Filtre psychédélique 

Revigoré, forcément ressourcé, le retour au Village Tunng, du nom du single inaugural de cette dernière livraison, s'est révélé particulièrement fructueux. On se prend dans les bras, on se raconte nos péripéties et en un clin d'œil la magie renaît, aussi riche de cette intimité autarcique propre à la vie en communauté – c'est le côté Shyamalan de ce Village, fil rouge de l'album, où l'on travaille sévèrement du chapeau – que des trésors glanés en chemin – le Village est en réalité global.
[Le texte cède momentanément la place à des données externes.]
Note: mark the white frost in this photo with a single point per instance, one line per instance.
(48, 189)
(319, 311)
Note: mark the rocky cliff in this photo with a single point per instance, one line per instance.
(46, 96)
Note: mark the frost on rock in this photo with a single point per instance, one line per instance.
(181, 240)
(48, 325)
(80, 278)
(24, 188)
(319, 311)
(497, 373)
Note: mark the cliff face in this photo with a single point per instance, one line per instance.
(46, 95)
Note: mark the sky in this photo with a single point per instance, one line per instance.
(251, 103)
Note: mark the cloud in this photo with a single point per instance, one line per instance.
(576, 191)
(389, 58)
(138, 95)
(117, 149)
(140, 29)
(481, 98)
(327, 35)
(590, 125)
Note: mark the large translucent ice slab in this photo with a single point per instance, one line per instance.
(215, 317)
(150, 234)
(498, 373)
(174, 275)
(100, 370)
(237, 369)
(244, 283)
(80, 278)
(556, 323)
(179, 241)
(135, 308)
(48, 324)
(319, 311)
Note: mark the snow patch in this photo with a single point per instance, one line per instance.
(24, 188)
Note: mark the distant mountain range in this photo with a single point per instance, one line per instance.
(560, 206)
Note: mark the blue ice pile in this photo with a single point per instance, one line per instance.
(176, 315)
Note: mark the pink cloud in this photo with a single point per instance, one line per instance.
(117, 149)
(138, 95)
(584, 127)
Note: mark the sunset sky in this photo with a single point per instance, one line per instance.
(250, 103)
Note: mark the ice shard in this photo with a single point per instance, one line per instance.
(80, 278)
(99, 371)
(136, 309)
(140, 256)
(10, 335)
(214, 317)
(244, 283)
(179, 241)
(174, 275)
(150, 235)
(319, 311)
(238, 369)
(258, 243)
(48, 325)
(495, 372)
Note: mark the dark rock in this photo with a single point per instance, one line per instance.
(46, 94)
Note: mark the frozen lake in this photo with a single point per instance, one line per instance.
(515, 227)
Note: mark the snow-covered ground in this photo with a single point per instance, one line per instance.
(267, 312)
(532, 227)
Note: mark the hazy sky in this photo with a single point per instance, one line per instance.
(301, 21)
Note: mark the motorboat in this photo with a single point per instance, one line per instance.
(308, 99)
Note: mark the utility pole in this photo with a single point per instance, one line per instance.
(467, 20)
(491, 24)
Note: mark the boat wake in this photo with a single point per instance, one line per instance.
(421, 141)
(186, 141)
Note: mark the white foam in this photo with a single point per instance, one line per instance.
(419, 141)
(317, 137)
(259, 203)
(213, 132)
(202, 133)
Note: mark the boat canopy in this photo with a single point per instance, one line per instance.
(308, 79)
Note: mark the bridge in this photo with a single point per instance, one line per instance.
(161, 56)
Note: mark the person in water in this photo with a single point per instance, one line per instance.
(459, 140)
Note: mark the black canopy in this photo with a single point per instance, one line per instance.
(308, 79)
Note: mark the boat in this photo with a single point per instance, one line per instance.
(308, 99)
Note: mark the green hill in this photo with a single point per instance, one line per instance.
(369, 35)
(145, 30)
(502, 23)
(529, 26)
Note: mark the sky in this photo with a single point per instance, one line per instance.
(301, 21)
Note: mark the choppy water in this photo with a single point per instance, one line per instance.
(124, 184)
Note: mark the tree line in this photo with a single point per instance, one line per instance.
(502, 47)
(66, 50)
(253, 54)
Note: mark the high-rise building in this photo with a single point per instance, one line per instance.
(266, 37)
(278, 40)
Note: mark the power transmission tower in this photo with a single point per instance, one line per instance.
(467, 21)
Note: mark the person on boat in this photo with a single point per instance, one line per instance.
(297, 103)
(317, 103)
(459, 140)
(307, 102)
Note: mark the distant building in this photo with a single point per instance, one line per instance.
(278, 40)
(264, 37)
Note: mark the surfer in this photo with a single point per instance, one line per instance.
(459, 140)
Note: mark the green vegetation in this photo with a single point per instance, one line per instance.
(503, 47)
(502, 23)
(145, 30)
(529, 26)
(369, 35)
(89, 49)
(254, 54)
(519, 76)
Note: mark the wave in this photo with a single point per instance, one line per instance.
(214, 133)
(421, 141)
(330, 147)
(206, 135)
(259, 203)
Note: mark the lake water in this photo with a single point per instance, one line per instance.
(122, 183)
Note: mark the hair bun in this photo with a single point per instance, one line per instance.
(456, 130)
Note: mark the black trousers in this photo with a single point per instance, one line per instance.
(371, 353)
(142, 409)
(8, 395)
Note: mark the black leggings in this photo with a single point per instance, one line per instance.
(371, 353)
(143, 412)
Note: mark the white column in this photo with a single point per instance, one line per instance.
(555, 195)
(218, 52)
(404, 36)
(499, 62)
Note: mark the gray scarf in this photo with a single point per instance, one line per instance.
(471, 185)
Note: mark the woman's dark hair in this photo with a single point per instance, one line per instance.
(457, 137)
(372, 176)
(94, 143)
Avec Tunng, si les ingrédients sont toujours peu ou prou les mêmes, seuls varient, et cela fait toute la différence, les dosages, savants et subtils, entre classicisme folk et post-modernité : on croît reconnaître sur Follow Follow quelque chose de la formule universelle de Simon & Garfunkel, voilà qu'elle se dilue ou plutôt se précipite en philtre psychédélique 2.0. C'est le credo, emprunté à Lavoisier, de la petite (nouvelle) cuisine folktronica de Tunng depuis ses débuts : «rien ne se crée, rien ne se perd, tout se transforme». Une affaire de chimie, la cuisine, ne cessent de répéter les chefs, attifés comme des cookers de crystal meth. Mais quand on transforme les Bullets en tubes et donc le plomb en or, sans doute cela relève-t-il aussi un peu de l'alchimie.